Intent is everything
One of the key drivers for mirror neurons is intent. The more powerful our intent is with an action, the stronger the impulse in the other person’s mirror neurons. That’s why we can’t fake a yawn and elicit the same response. Have you yawned yet in this post? (Not because of the writing I hope).
Essentially, mirror neurons give us the power to be emotionally contagious. We have the ability to create a sense of well-being in others through our actions, or we can create painful interactions with our behaviours. Our intent is what determines how strong of a reaction we will get in others.
Understanding why we are hardwired in this way, helps us to see how we need to be totally aware of how we present ourselves. As we have previously discussed, much more happens in our subconscious minds when we meet people than our conscious minds.
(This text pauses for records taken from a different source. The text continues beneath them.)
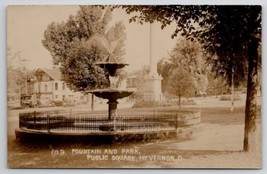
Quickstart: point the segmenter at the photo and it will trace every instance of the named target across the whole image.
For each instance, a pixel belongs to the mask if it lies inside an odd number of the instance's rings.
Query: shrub
[[[168,107],[168,106],[177,106],[178,101],[142,101],[138,100],[134,103],[133,108],[146,108],[146,107]],[[195,105],[193,99],[183,99],[181,100],[181,105]]]
[[[231,101],[232,95],[221,95],[220,100],[221,101]],[[234,100],[241,100],[241,98],[238,94],[236,94],[236,95],[234,95]]]

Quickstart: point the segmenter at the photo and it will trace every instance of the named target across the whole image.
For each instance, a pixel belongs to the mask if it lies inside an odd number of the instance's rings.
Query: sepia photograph
[[[262,168],[260,5],[9,5],[8,168]]]

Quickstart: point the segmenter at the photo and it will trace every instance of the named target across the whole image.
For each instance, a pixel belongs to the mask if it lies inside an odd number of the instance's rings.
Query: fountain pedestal
[[[117,116],[117,100],[109,100],[108,104],[108,121],[113,121]]]
[[[116,121],[117,116],[117,106],[118,101],[117,99],[125,98],[133,93],[133,91],[129,90],[119,90],[119,89],[95,89],[89,91],[90,93],[94,94],[95,96],[103,99],[107,99],[108,102],[108,121],[103,123],[99,127],[101,131],[115,131],[116,125],[122,125],[123,123]]]
[[[116,130],[116,116],[117,116],[117,100],[109,100],[108,104],[108,121],[99,126],[101,131],[115,131]]]

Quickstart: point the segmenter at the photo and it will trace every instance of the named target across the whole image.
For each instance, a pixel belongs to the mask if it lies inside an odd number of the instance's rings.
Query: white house
[[[37,101],[85,100],[80,92],[70,90],[64,81],[61,80],[59,68],[37,69],[34,73],[33,95]]]

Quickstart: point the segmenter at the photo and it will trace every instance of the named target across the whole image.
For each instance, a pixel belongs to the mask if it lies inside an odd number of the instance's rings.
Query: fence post
[[[47,132],[50,133],[50,116],[47,115]]]
[[[21,115],[19,114],[19,128],[22,127],[22,119],[21,119]]]
[[[176,114],[176,118],[175,118],[175,129],[178,129],[178,114]]]
[[[34,128],[36,127],[36,111],[33,112],[33,123],[34,123]]]

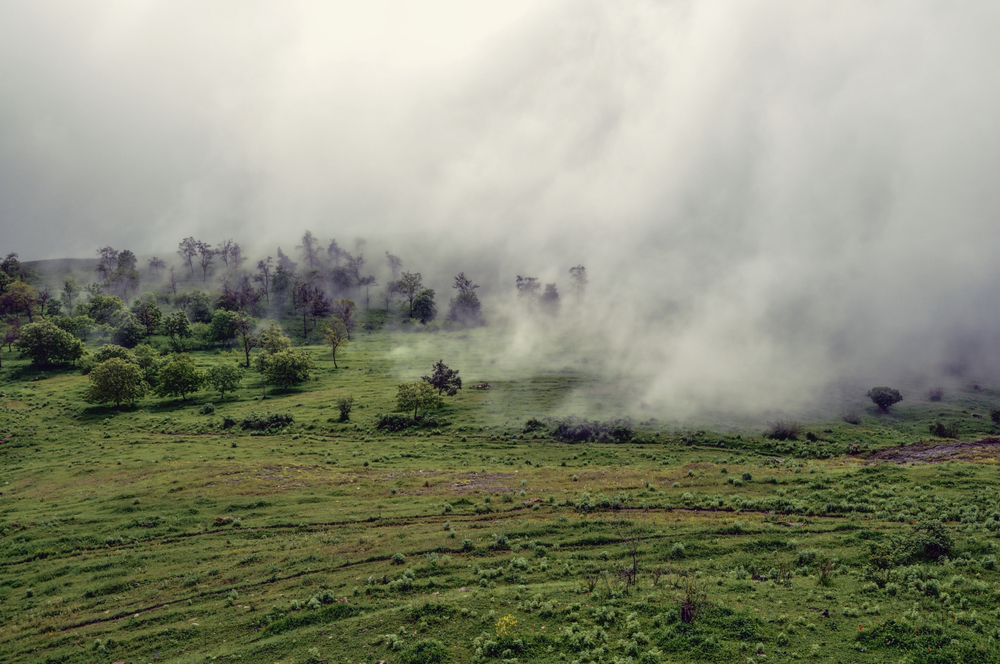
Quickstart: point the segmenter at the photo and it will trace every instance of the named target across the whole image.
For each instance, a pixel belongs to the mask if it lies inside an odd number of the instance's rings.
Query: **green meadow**
[[[1000,661],[990,386],[776,440],[635,415],[583,350],[504,338],[359,331],[266,398],[247,371],[120,409],[0,351],[0,660]],[[442,358],[464,388],[380,431]],[[617,443],[555,433],[630,412]]]

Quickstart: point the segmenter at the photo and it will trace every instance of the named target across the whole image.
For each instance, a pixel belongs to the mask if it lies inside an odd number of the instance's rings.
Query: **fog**
[[[2,3],[2,249],[364,237],[649,413],[996,377],[1000,5],[493,4]]]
So make sure that your actions have intent. Remember my previous video post on setting intentions? When we take action with intent, others not only see it, but they feel it as well. You can elicit very strong responses in others just by having the right presence. You have massive control in the way people unconsciously perceive you.
The unreal power of vulnerability
If you haven’t seen the TED Talk by Brene Brown about the Power of Vulnerability, make sure you watch it. This is an area that I, like many other professionals, struggle with. We all try and be perfect and portray ourselves in the best light as possible, don’t we? We don’t ever want to be perceived as less than we are and no way should we admit our mistakes or shortcomings! Well, my goal here is to open your eyes to vulnerability as an extremely effective way to build better relationships and make more sales.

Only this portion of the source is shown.